In other words, even though the difference between the grades for these two data sets (Original vs. Control) are not significantly different, at least part of the change in the scoring of the Original data is likely related to the fact that either (a) other features of AAVE were present, or (b) the system was treating typos as the same as dialect, which it has been shown to do in the past [36, 37]. Future work should also test several versions of the data (AAVE only, typos only, combined, etc.) so that we can better understand which features of student answers are most likely to impact these scores.

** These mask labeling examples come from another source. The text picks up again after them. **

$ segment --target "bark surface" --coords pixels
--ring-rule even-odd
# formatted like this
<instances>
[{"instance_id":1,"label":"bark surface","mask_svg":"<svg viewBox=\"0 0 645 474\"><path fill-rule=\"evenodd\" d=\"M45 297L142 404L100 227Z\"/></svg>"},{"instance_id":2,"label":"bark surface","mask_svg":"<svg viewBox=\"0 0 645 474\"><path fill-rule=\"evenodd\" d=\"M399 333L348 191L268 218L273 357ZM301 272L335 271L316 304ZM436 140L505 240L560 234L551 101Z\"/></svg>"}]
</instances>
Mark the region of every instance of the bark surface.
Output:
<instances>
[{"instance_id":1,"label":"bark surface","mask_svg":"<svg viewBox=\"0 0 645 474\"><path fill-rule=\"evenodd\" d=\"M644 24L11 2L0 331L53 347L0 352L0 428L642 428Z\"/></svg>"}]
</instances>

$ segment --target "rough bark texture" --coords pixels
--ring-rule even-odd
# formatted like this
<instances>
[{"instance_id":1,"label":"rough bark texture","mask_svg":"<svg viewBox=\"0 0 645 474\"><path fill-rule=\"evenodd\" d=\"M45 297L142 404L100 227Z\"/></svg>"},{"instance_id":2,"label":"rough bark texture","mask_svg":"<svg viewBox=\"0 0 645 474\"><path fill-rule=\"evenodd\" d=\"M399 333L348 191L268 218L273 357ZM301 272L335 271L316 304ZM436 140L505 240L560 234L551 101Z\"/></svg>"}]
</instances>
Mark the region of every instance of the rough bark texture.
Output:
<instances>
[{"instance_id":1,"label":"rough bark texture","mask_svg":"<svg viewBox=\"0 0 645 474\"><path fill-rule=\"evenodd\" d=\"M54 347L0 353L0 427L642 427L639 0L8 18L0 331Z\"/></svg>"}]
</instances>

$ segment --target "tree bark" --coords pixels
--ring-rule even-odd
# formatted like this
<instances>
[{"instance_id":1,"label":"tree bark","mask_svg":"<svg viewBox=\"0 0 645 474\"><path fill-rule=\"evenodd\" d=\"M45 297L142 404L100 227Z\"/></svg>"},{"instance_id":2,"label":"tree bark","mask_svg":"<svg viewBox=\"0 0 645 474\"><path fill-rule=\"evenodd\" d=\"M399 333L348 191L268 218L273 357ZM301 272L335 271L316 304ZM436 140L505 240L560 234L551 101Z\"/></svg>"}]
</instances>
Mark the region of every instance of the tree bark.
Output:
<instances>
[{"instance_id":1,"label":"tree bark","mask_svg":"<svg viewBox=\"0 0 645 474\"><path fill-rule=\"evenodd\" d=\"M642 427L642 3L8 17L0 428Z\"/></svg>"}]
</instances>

Impact of Grade Calculations on Students
The impact of this prompt design might be relatively small for a student who is otherwise performing well, but even a one quarter reduction on a 4-point scale (the effect on the Control data) could have more serious ramifications for a student who is already struggling, including the possibility of changing letter grades or even failing a class. This effect could be magnified if the teacher were using a percentage-based grading system. Here, a 0.34 reduction on a 4-point problem would result in an 8.5% reduction of a percentage grade. For a child who was otherwise performing perfectly (e.g., a drop from 100% to 91.5%), might not receive any major penalties, but it could remove a high school student out of contention for top class rankings, which can improve admission and scholarship odds for college. Such a reduction could also prevent an otherwise strong performer from being considered for an honors math class (e.g., 90% to 82%) or worse, retained for the year (e.g., 73% to 65%).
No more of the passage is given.